La luce di Caffi
Perfino la Natura si piega alla bellezza di Roma. Accade così che un candido cirro venato di rosa si conformi al rudere di Tor de’ Schiavi, in un gioco di rimandi curioso che non sfugge all’occhio del visitatore.
Siamo nella Sala 3 e il quadro di Ippolito Caffi descrive la Festa degli artisti che appunto si teneva ogni anno in quell’area suburbana lungo la via Prenestina, oggi invasa dal cemento dell’edilizia intensiva. Quel rosa che avvolge la scena è la luce di un cielo che soltanto Roma sa regalare, ma che trova in Caffi il suo più alto interprete.
Uno straniero, nativo di Belluno, ammaliato dal fascino della Città Eterna e dal sogno di un’Italia unita, come molti altri artisti della sua generazione votati agli ideali risorgimentali.

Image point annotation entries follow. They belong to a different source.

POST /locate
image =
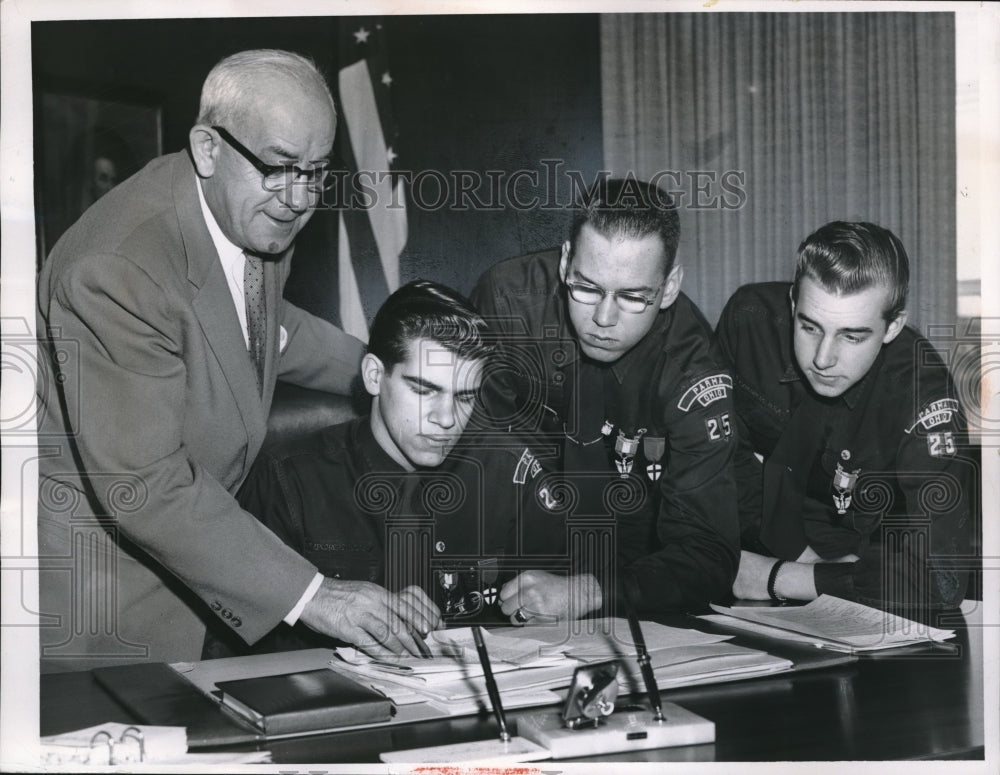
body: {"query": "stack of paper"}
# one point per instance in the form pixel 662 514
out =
pixel 530 662
pixel 833 623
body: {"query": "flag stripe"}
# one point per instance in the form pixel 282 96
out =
pixel 352 314
pixel 364 127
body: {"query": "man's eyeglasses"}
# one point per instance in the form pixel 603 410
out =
pixel 585 293
pixel 278 177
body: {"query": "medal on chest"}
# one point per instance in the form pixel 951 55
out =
pixel 653 448
pixel 843 484
pixel 625 449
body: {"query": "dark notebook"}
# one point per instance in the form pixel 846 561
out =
pixel 311 700
pixel 157 694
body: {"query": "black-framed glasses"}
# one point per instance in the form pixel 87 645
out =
pixel 278 177
pixel 627 301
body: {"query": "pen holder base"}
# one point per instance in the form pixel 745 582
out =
pixel 623 730
pixel 517 749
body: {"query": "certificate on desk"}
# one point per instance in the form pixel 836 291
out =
pixel 532 665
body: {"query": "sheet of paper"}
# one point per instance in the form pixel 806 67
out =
pixel 765 629
pixel 606 638
pixel 835 619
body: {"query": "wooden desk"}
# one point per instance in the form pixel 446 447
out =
pixel 915 705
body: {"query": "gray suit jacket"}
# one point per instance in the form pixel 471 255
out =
pixel 149 421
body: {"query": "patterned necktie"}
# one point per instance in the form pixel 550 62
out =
pixel 253 290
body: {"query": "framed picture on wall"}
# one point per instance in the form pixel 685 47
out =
pixel 90 140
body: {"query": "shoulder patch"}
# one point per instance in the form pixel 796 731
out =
pixel 528 463
pixel 935 413
pixel 706 391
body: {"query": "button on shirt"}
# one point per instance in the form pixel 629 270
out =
pixel 880 472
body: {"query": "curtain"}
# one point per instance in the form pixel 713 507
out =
pixel 772 124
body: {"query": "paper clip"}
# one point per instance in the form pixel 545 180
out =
pixel 116 754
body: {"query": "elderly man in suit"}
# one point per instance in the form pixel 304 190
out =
pixel 163 330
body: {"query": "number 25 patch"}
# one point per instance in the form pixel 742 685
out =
pixel 719 428
pixel 941 444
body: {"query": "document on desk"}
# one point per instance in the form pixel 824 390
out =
pixel 834 623
pixel 532 660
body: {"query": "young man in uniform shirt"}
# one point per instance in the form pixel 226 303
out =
pixel 396 498
pixel 609 369
pixel 864 490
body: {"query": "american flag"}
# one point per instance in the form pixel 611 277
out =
pixel 371 236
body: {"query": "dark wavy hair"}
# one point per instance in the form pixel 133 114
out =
pixel 426 310
pixel 847 257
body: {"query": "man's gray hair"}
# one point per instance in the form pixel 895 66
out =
pixel 227 96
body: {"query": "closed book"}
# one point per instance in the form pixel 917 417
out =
pixel 307 701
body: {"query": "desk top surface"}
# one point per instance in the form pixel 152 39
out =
pixel 917 704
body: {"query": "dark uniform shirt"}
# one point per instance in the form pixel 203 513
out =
pixel 338 499
pixel 635 455
pixel 879 472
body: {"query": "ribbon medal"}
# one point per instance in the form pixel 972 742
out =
pixel 843 486
pixel 626 448
pixel 653 448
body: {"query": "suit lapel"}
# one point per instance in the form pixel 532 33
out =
pixel 213 305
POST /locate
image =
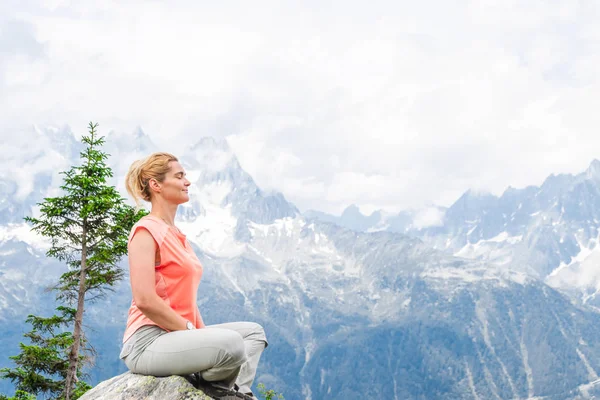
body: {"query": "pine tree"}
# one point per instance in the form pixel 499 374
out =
pixel 88 228
pixel 43 363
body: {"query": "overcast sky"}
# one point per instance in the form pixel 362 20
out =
pixel 385 104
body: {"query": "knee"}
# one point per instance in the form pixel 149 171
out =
pixel 234 346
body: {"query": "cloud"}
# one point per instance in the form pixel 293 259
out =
pixel 388 105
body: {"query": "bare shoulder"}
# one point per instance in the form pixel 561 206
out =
pixel 142 240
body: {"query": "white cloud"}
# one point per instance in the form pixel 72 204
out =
pixel 386 105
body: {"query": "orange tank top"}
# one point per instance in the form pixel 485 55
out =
pixel 176 278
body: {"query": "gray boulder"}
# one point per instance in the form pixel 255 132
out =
pixel 130 386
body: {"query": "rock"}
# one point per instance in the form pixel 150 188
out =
pixel 130 386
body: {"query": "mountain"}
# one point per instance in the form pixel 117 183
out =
pixel 549 232
pixel 349 313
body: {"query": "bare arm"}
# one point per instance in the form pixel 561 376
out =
pixel 142 250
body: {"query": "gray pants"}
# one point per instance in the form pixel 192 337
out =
pixel 228 353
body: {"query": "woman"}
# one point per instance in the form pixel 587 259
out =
pixel 165 333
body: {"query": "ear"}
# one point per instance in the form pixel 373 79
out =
pixel 154 185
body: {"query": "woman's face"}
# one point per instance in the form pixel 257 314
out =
pixel 174 188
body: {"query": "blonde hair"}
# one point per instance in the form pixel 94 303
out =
pixel 156 166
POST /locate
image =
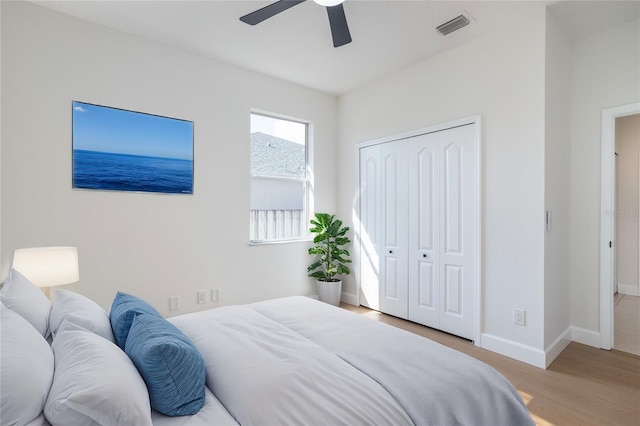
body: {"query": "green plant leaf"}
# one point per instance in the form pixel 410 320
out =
pixel 319 275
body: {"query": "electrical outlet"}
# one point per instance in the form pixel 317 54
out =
pixel 174 303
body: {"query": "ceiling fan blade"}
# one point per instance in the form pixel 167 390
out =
pixel 267 12
pixel 339 27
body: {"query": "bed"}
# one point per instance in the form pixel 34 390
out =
pixel 290 361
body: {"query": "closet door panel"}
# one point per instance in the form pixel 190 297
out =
pixel 424 204
pixel 370 215
pixel 458 252
pixel 393 294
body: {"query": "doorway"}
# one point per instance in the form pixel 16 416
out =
pixel 626 301
pixel 620 231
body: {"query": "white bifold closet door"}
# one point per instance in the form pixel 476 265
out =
pixel 417 202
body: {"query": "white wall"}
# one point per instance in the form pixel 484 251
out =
pixel 502 78
pixel 627 175
pixel 152 245
pixel 557 187
pixel 605 74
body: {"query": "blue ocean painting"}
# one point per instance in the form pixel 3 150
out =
pixel 121 150
pixel 124 172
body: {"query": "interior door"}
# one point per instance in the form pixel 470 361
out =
pixel 393 256
pixel 369 235
pixel 442 245
pixel 425 169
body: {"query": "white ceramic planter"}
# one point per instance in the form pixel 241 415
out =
pixel 329 292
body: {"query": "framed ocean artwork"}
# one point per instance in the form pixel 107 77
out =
pixel 121 150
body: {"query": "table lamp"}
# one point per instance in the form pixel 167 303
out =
pixel 48 266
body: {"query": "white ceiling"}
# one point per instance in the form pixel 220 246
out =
pixel 296 45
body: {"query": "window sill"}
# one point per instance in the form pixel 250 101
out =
pixel 270 242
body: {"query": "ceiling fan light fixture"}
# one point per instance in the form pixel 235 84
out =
pixel 328 3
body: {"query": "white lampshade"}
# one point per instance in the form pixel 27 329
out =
pixel 48 266
pixel 328 2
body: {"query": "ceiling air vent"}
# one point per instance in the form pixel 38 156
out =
pixel 453 25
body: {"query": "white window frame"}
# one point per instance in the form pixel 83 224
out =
pixel 306 180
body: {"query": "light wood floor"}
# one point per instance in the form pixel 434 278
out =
pixel 626 327
pixel 583 386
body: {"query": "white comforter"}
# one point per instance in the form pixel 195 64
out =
pixel 299 361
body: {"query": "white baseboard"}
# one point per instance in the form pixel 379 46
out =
pixel 586 337
pixel 349 298
pixel 515 350
pixel 630 290
pixel 557 346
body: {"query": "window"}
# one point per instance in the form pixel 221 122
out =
pixel 279 193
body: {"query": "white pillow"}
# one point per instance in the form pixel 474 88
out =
pixel 94 382
pixel 80 310
pixel 27 300
pixel 26 368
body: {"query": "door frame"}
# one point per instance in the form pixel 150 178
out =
pixel 607 217
pixel 477 203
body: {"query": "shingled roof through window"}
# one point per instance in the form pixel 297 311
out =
pixel 272 156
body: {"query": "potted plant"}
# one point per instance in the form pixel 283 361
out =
pixel 329 240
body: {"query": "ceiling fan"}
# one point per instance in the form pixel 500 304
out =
pixel 337 19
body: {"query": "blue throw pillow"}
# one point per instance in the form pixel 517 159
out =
pixel 124 309
pixel 169 363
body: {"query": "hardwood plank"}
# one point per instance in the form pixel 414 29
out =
pixel 583 386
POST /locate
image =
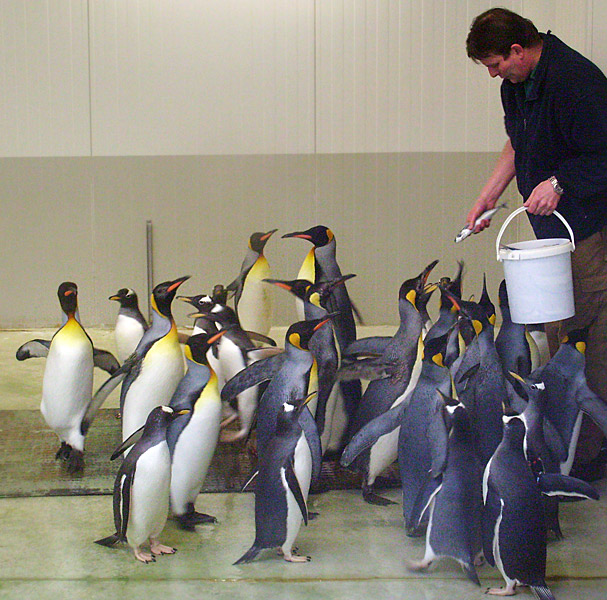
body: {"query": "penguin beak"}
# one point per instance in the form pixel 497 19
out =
pixel 177 282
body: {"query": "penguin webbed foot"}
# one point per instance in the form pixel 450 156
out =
pixel 371 497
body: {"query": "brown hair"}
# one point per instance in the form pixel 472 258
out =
pixel 494 32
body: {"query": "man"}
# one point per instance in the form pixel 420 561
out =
pixel 555 114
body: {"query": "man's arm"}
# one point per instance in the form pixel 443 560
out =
pixel 502 175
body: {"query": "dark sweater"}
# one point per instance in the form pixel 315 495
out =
pixel 560 129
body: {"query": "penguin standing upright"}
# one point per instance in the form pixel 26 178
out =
pixel 151 374
pixel 514 528
pixel 280 490
pixel 130 323
pixel 67 386
pixel 192 437
pixel 252 300
pixel 141 489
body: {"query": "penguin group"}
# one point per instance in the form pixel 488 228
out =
pixel 483 427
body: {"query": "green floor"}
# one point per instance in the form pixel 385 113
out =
pixel 357 550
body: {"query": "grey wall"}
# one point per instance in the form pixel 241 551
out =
pixel 215 119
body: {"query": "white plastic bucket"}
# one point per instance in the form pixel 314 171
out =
pixel 538 276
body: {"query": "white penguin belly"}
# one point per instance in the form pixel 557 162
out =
pixel 161 372
pixel 149 504
pixel 192 456
pixel 128 333
pixel 67 386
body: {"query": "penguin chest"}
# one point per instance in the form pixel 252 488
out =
pixel 128 333
pixel 68 378
pixel 149 502
pixel 161 371
pixel 194 451
pixel 254 306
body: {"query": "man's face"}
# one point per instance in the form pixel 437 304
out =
pixel 512 67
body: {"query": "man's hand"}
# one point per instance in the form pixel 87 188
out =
pixel 543 199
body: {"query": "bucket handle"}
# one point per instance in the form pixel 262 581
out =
pixel 518 211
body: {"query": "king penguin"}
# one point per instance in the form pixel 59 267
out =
pixel 130 323
pixel 151 374
pixel 280 489
pixel 252 300
pixel 514 527
pixel 141 489
pixel 193 436
pixel 67 386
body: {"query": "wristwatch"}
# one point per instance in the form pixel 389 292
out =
pixel 557 187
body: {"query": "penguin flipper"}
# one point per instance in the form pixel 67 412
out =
pixel 100 396
pixel 308 425
pixel 369 345
pixel 130 441
pixel 33 349
pixel 295 489
pixel 555 484
pixel 372 431
pixel 105 360
pixel 254 374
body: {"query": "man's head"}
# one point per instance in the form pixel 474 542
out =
pixel 506 43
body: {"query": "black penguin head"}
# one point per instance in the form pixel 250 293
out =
pixel 300 333
pixel 320 292
pixel 297 287
pixel 126 297
pixel 163 294
pixel 258 240
pixel 318 235
pixel 197 346
pixel 68 297
pixel 577 339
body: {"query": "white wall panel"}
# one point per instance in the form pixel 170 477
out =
pixel 202 77
pixel 44 107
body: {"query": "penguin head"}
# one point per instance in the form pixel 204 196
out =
pixel 297 287
pixel 258 240
pixel 300 333
pixel 68 297
pixel 412 289
pixel 163 294
pixel 197 346
pixel 126 297
pixel 318 235
pixel 577 339
pixel 319 293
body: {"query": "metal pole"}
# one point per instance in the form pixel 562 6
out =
pixel 150 265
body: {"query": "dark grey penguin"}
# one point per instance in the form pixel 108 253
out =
pixel 130 323
pixel 514 526
pixel 141 489
pixel 453 497
pixel 402 352
pixel 281 488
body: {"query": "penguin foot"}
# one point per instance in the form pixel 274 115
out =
pixel 371 497
pixel 144 557
pixel 157 548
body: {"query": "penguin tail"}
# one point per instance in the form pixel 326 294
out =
pixel 249 555
pixel 109 541
pixel 542 592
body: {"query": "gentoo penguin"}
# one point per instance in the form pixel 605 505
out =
pixel 193 436
pixel 281 488
pixel 453 497
pixel 151 374
pixel 514 527
pixel 252 300
pixel 403 352
pixel 416 422
pixel 319 265
pixel 130 323
pixel 67 385
pixel 141 489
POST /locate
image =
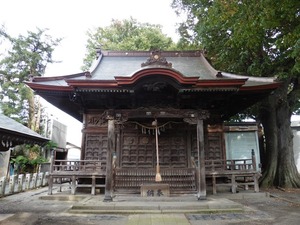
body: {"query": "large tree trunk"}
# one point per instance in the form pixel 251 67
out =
pixel 280 169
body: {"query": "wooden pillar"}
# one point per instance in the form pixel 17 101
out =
pixel 201 161
pixel 110 149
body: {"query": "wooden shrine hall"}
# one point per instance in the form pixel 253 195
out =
pixel 148 118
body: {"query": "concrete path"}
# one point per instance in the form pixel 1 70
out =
pixel 157 219
pixel 35 207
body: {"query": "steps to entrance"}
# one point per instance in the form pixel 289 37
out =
pixel 155 205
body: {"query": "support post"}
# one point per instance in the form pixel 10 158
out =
pixel 201 161
pixel 110 149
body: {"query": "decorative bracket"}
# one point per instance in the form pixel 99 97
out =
pixel 156 59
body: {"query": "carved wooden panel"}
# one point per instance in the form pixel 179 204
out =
pixel 138 150
pixel 95 146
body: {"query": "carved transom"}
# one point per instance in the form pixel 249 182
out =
pixel 156 59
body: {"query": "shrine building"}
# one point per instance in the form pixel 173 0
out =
pixel 153 117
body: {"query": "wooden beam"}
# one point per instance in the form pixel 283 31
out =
pixel 110 149
pixel 201 161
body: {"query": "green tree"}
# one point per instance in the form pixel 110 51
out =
pixel 27 158
pixel 258 38
pixel 27 56
pixel 127 34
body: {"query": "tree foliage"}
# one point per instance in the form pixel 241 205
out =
pixel 258 38
pixel 128 34
pixel 26 56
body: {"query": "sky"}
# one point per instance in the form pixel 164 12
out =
pixel 70 20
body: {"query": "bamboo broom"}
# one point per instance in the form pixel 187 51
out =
pixel 157 176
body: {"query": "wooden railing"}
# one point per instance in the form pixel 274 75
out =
pixel 73 170
pixel 233 173
pixel 77 166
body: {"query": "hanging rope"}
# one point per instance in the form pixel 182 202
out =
pixel 157 176
pixel 154 129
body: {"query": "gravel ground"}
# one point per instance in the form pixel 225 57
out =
pixel 283 207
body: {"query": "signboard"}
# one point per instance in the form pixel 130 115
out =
pixel 239 145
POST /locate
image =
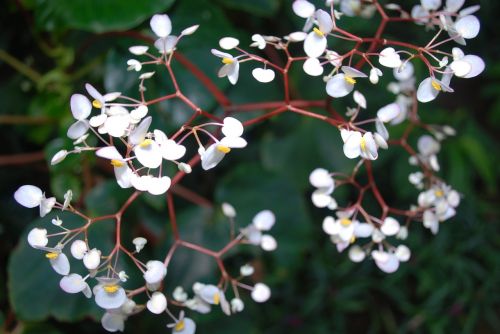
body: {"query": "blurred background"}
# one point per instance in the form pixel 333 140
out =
pixel 49 49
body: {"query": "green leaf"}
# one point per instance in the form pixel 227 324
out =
pixel 255 7
pixel 96 15
pixel 250 189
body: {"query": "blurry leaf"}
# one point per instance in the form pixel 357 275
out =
pixel 254 7
pixel 39 328
pixel 251 189
pixel 96 15
pixel 479 158
pixel 106 198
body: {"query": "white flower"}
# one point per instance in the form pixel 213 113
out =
pixel 312 66
pixel 228 210
pixel 466 66
pixel 31 196
pixel 100 101
pixel 213 295
pixel 37 237
pixel 123 173
pixel 315 42
pixel 108 294
pixel 59 261
pixel 170 150
pixel 466 27
pixel 264 220
pixel 375 73
pixel 356 254
pixel 157 303
pixel 230 68
pixel 430 4
pixel 403 253
pixel 92 259
pixel 430 87
pixel 179 294
pixel 263 75
pixel 113 321
pixel 183 325
pixel 58 157
pixel 153 185
pixel 162 27
pixel 139 243
pixel 237 305
pixel 155 273
pixel 268 243
pixel 74 283
pixel 147 151
pixel 190 30
pixel 261 293
pixel 78 249
pixel 323 181
pixel 344 228
pixel 390 226
pixel 389 58
pixel 232 130
pixel 359 99
pixel 138 50
pixel 342 84
pixel 246 270
pixel 228 43
pixel 80 108
pixel 356 145
pixel 167 44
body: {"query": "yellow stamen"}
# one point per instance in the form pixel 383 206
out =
pixel 345 222
pixel 146 142
pixel 216 299
pixel 179 326
pixel 436 85
pixel 52 255
pixel 363 144
pixel 318 32
pixel 223 149
pixel 117 163
pixel 349 80
pixel 111 288
pixel 97 104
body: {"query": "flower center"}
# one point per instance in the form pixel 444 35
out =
pixel 117 163
pixel 362 143
pixel 52 255
pixel 318 32
pixel 111 288
pixel 97 104
pixel 179 326
pixel 146 142
pixel 223 149
pixel 216 298
pixel 436 85
pixel 349 80
pixel 345 222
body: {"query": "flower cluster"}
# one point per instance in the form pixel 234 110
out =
pixel 140 153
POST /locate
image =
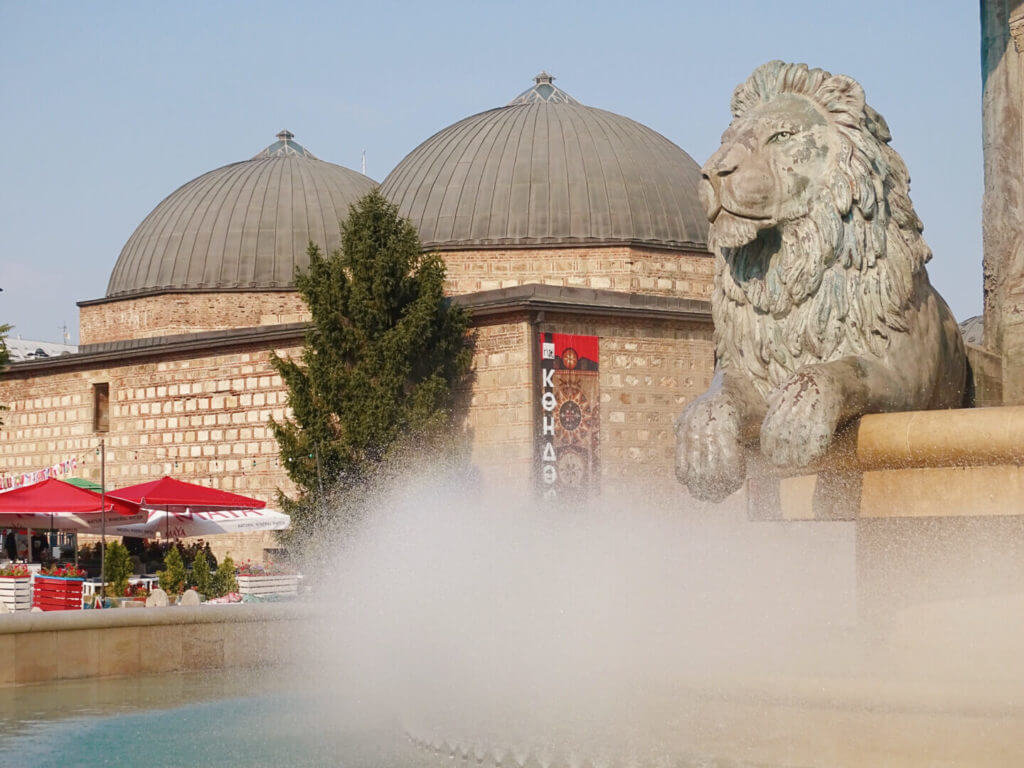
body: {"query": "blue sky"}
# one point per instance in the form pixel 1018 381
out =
pixel 110 107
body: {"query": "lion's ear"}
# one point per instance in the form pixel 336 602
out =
pixel 842 94
pixel 878 125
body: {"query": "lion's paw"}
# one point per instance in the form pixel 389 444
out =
pixel 803 415
pixel 709 458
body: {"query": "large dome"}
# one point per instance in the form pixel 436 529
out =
pixel 246 225
pixel 547 170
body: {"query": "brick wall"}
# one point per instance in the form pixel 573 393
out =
pixel 201 419
pixel 172 313
pixel 649 370
pixel 499 420
pixel 633 269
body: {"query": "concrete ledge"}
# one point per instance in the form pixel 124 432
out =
pixel 68 645
pixel 70 621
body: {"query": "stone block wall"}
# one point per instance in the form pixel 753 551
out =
pixel 627 268
pixel 171 313
pixel 201 419
pixel 649 370
pixel 499 419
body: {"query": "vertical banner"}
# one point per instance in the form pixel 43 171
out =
pixel 570 416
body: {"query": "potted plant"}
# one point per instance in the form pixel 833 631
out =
pixel 117 571
pixel 266 580
pixel 58 587
pixel 15 587
pixel 174 578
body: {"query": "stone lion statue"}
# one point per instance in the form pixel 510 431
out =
pixel 822 307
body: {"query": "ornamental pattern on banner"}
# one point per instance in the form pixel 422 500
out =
pixel 570 417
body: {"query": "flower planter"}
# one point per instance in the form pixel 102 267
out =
pixel 284 584
pixel 16 592
pixel 57 593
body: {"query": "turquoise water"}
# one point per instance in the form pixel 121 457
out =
pixel 208 719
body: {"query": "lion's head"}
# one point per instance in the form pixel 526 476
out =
pixel 810 218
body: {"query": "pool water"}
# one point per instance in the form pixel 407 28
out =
pixel 187 719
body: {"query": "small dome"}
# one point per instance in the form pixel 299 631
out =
pixel 546 169
pixel 246 225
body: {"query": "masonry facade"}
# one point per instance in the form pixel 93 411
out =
pixel 553 218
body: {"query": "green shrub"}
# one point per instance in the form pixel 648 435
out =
pixel 117 568
pixel 173 578
pixel 201 579
pixel 223 579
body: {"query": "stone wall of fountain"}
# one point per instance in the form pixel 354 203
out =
pixel 70 645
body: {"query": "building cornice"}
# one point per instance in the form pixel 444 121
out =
pixel 482 304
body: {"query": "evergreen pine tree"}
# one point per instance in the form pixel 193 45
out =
pixel 173 579
pixel 201 577
pixel 117 568
pixel 223 580
pixel 382 358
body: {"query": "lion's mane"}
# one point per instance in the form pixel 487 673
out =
pixel 839 281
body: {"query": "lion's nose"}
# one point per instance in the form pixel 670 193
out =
pixel 721 164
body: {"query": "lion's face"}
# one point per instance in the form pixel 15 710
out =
pixel 768 169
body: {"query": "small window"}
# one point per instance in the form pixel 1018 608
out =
pixel 100 408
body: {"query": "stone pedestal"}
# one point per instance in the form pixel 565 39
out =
pixel 1003 135
pixel 938 502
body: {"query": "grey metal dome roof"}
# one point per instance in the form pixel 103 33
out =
pixel 547 170
pixel 246 225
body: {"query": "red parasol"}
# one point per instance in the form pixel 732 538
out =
pixel 58 499
pixel 183 501
pixel 172 496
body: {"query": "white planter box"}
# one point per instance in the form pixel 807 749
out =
pixel 268 585
pixel 16 593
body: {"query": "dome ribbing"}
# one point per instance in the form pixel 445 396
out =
pixel 547 170
pixel 246 225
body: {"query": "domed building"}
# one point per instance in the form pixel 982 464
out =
pixel 573 236
pixel 546 189
pixel 221 250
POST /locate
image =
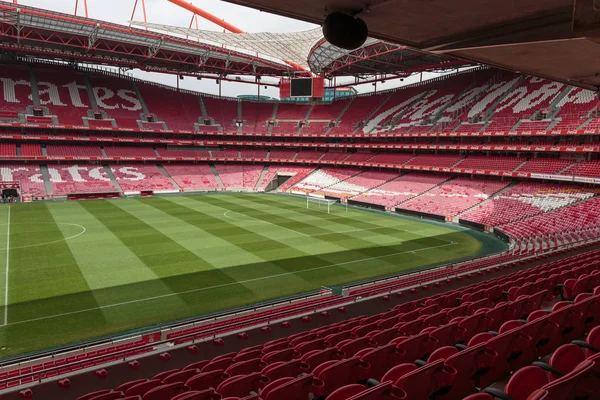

Le sue vedute di Roma (Sale 3 e 4) sono una carezza che sfiora la superficie dei tetti e le rovine degli acquedotti classici, come un velo di cipria a coprire la pelle di una donna amata, di cui si voglia preservare la bellezza per sempre. Un sentimento profondo che ci commuove e che stupisce per l’esattezza dei dettagli, raggiunta grazie all’utilizzo delle prime immagini fotografiche che il pittore, amico del fotografo Giacomo Caneva, certamente conosceva.